We must eat protein foods with all nine essential amino acids: chicken, eggs, dairy, soybeans, quinoa, and buckwheat. Collagen benefits skin and overall health. It's major role is to provide structure, strength, and assistance throughout the body.
To prevent collagen depletion, you should avoid typical collagen killers like smoking, sunlight, stress, and a bad diet. Even so, it won't stop its sluggish production, which began as early as our 20s.

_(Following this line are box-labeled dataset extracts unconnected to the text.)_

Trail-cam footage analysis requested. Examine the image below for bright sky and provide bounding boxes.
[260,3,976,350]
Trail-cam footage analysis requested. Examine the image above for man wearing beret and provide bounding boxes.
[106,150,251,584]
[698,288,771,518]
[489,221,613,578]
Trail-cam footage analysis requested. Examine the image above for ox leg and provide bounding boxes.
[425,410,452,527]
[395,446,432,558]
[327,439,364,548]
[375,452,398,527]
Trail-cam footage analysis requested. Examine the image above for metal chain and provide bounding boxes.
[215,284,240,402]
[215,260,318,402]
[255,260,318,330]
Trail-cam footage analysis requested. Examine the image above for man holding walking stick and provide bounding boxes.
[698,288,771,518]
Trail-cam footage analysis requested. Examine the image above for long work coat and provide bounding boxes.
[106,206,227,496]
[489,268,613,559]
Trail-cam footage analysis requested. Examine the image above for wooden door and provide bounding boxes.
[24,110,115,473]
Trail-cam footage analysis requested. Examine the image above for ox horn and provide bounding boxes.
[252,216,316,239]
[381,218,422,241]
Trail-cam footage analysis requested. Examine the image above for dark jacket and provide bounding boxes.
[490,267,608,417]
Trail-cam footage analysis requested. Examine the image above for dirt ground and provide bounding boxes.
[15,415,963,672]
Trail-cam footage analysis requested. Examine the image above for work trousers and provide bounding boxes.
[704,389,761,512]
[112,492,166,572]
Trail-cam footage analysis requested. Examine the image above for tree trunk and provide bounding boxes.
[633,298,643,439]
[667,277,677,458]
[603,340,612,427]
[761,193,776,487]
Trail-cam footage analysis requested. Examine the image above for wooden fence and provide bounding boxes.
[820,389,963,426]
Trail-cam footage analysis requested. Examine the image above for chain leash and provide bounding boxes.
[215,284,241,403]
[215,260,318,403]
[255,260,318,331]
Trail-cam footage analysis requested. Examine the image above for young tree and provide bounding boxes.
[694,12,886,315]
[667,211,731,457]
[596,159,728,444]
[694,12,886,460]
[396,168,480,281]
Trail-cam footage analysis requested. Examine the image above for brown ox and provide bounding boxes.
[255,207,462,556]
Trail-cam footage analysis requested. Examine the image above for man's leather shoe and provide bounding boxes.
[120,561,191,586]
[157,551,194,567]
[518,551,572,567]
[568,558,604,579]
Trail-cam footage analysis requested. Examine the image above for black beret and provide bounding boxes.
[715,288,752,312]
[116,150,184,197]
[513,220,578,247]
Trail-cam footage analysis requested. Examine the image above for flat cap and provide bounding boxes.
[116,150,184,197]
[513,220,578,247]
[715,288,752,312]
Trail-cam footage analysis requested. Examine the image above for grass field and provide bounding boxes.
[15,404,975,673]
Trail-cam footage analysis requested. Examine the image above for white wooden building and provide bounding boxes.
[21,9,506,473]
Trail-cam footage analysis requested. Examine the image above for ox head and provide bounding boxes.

8 ways to increase collagen
1) Red bell peppers
Red bell peppers have abundant vitamin C, which is essential for healthy collagen. Vitamin C stimulates collagen synthesis as an antioxidant. Without enough vitamin C, your body struggles to make collagen efficiently. Hence adding this nutritious vegetable to your diet might be a game changer for your skin.
2) Retinol
Retinol, as well as retinoids, are among the most effective substances for reducing the ageing process. When used in topical treatments, they help cure a variety of skin concerns, such as promoting the production of natural molecules (such as hyaluronic acid) and inhibiting inflammatory pathways that aggravate acne.
3) Broccoli
Interestingly, broccoli contains the same amount of vitamin C as a single orange, indicating that it is also a powerful antioxidant. This healthy vegetable also promotes natural collagen formation, along with so many other health benefits.
4) Chicken
Protein plays an integral role in our diets, promoting vibrant, healthy skin. Yes, chicken provides amino acids that build collagen. Moreover, chicken tissues supply dietary collagen. Thus, adding loads of protein to your diet is beneficial for your muscles as well as your skin.
5) Avocados
Avocados are among the most nutritious fruits available. Their monounsaturated and polyunsaturated fats nourish and moisturise the skin. Additionally, avocados have anti-inflammatory properties, supporting immune function. Research indicates the fruit's lutein and zeaxanthin may protect against UV damage.
6) Bone broth
Bone broth extracts collagen from beef, chicken, or fish bones, resulting in a tasty liquid that can be consumed directly or used in other recipes. Many bone broth recipes call for slowly cooking bones in water in the cooker or in a crockpot for a few days.
7) Peptides
Peptides are short chains of amino acids that act as the foundation of proteins. Peptide-containing products have been demonstrated to stimulate elastin and collagen production in the skin, hence enhancing firmness. This may help with certain skin conditions and joint disorders. Collagen peptides are used to treat ageing skin and osteoarthritis.
8) Fish
Fish is one of the finest foods for making collagen naturally. According to one study, fish collagen is one of the more easily absorbed collagen-rich foods. Chilean salmon is rich in omega-3 fats as well as high-quality protein in a variety of amino acids, which helps with collagen formation.
Although the body naturally manufactures collagen, it tends to decrease with age and UV exposure.
A collagen-rich diet can help prevent collagen deficits by ensuring that you eat well to safeguard your muscles, skin, and ligaments. Adding a supplement containing collagen to your diet may help, but you may also get collagen by eating the correct foods.